It wasn’t really a conscious choice. I still believed Dave would come back around. He always did. So I made excuses and told the pretty side of the truth. He was working hard, finishing up his master’s degree and building his life in Boston. He would visit soon, I would promise. Just as soon as he wasn’t so busy.
Then the world crumbled at our feet on January 15, with a knock on the door everyone, except my youngest had known, on some level, to fear. We cried, remembered, spread ashes and cried some more. Then, the world crumbled at my child’s feet again. We were sitting together, talking with the grief counselor, and I gently explained to him I had been scared Uncle D would take his life since we were both kids. I will never forget his face, as he realized we had all known, had all understood this part of Dave’s life and had kept him apart. Heartbroken doesn’t even begin to describe it.
The easy answer would be I lied to protect my child, to keep him from having to deal with the hardest parts of life. Partially, that was true. Although it was terribly misguided, not understanding his uncle’s illness, only made his suicide even more confusing and sudden.

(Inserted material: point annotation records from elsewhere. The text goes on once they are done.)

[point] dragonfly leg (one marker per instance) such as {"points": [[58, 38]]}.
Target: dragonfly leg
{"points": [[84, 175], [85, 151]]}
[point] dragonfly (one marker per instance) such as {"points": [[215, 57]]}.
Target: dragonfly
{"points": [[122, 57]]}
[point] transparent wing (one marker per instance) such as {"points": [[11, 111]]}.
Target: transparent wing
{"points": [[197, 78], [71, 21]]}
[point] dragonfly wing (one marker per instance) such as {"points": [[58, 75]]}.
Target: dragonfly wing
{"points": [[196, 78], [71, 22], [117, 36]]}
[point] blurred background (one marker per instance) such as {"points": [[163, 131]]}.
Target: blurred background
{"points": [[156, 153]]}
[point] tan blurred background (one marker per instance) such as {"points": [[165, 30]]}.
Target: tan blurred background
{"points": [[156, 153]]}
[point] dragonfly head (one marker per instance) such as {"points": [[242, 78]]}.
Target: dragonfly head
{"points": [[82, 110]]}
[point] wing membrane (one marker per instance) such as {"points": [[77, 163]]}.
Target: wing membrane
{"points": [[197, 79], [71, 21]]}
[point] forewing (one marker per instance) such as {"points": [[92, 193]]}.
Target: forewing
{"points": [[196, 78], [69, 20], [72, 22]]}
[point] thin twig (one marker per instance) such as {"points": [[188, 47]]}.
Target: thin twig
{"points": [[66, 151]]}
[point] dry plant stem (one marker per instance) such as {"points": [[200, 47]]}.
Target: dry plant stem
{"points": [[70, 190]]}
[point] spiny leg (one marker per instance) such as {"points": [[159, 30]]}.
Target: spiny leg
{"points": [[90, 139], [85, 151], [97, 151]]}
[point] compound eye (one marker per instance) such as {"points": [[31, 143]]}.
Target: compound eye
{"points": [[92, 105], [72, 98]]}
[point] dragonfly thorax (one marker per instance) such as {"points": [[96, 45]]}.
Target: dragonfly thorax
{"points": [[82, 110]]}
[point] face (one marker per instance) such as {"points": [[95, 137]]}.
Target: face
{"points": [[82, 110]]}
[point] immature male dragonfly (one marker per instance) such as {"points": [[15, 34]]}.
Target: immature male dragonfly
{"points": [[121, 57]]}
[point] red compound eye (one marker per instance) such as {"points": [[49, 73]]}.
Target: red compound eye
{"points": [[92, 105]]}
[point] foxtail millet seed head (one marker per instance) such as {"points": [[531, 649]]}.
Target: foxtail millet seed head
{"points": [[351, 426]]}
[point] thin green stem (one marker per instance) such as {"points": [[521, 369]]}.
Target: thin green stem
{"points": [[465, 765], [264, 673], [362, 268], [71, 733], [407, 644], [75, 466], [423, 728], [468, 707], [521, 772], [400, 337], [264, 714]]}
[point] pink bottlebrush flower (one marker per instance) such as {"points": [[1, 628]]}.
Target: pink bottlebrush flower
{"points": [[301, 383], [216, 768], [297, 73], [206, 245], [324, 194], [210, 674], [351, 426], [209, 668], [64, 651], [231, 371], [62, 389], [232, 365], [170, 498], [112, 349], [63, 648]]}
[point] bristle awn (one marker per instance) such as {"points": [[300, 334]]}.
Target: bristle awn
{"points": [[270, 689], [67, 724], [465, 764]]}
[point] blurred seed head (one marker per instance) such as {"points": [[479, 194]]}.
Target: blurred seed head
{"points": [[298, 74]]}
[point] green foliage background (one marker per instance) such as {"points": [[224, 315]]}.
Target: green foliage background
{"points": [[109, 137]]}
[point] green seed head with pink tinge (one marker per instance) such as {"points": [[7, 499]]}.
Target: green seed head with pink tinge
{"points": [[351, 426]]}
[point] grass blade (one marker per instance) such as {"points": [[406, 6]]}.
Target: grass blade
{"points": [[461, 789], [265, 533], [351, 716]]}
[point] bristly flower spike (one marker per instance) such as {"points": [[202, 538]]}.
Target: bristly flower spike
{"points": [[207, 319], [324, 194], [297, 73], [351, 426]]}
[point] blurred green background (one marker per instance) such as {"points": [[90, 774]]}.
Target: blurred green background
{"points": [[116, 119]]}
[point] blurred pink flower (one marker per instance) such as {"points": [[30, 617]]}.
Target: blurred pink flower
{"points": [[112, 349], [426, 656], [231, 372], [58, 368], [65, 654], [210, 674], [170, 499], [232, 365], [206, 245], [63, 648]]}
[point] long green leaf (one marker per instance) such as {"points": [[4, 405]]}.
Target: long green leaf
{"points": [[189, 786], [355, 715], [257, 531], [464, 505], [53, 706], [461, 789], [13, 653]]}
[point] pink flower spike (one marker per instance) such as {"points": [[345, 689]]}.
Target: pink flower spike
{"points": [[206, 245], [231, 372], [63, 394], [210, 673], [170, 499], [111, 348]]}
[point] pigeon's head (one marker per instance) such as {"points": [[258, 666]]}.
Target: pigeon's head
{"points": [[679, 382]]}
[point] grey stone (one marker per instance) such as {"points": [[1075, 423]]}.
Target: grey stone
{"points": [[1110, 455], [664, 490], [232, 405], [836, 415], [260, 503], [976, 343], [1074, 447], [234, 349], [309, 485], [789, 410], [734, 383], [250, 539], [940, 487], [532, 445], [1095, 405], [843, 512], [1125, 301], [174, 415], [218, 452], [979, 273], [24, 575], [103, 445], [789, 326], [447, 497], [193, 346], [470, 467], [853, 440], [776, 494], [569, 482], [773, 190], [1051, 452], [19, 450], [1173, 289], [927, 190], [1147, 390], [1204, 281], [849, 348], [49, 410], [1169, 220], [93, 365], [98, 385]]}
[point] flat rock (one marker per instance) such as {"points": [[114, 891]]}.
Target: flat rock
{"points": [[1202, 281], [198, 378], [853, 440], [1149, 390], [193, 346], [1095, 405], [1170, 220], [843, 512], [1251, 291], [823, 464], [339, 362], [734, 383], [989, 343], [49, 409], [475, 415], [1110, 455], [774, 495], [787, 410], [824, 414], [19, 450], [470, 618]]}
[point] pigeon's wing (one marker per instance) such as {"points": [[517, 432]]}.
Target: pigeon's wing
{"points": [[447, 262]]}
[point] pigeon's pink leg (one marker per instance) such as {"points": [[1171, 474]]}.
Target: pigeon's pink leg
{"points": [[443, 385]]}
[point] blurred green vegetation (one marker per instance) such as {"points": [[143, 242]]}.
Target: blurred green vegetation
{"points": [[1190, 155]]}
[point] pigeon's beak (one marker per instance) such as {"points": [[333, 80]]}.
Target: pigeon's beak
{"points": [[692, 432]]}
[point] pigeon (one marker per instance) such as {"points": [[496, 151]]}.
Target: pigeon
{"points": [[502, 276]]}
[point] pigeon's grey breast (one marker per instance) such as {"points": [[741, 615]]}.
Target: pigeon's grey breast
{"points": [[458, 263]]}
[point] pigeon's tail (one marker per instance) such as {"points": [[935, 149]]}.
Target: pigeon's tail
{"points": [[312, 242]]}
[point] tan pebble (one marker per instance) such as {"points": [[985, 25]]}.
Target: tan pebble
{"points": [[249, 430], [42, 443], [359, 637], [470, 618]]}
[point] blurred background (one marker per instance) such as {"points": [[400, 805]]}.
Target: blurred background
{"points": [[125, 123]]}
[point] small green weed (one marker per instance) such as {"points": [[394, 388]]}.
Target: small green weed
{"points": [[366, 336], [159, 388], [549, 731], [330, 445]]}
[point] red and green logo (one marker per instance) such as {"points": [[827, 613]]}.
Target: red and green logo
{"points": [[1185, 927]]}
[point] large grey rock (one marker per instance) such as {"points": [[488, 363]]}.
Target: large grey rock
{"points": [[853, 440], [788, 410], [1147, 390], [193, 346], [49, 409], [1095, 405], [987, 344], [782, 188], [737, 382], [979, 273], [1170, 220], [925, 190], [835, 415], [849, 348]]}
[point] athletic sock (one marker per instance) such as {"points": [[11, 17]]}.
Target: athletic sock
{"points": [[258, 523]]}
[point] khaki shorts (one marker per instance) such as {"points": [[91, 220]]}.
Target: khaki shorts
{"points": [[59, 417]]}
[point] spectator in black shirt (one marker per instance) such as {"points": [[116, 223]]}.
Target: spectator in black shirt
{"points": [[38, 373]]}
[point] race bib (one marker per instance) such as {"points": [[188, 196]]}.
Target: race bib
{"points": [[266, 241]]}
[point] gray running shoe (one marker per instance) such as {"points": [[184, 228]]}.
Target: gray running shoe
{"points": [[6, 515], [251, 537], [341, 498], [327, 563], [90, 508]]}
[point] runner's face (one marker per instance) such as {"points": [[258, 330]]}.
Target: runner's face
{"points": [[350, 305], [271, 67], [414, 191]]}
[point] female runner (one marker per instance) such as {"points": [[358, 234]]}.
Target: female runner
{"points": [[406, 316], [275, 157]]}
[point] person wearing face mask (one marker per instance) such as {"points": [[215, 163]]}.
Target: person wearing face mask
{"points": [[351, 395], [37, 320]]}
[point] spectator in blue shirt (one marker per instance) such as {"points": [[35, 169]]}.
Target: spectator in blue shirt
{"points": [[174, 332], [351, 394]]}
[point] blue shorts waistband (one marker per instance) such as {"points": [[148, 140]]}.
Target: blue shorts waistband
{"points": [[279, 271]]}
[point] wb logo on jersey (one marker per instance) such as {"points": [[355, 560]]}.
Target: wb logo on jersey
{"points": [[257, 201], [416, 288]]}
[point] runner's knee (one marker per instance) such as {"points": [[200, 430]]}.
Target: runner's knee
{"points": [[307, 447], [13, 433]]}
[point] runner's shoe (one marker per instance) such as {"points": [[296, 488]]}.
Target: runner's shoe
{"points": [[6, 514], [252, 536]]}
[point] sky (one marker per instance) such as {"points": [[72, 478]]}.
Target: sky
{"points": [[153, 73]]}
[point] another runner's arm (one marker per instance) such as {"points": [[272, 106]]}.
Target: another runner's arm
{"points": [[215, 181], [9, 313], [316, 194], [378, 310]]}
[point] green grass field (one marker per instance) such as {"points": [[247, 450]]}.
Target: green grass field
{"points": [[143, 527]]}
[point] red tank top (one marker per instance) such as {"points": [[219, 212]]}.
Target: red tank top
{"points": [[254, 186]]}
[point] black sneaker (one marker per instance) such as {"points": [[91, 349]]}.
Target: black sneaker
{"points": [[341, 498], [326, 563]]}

But the real truth is I lied for years and years to my children to protect my little brother. In my heart, deep down, some part of me accepted the idea that if they knew the severity of his mental illness, they would judge him or see him differently. The horrible truth is, I was the only one making that judgement. Those boys couldn’t have cared less. Their capacity to love and accept is far greater than any words could destroy.
I was a hypocrite and a liar. My choices added to my children’s pain. Worst of all, they sent them the message that mental illness is something to hide. Something so terrible, their mother would lie to them about it.
I don’t get a second chance, but you might. Please, please talk about mental illness, even the hard and ugly parts. If there is mental illness in your world, then it is part of your truth. It is part of my truth. Now I am speaking it, even though it feels far too late.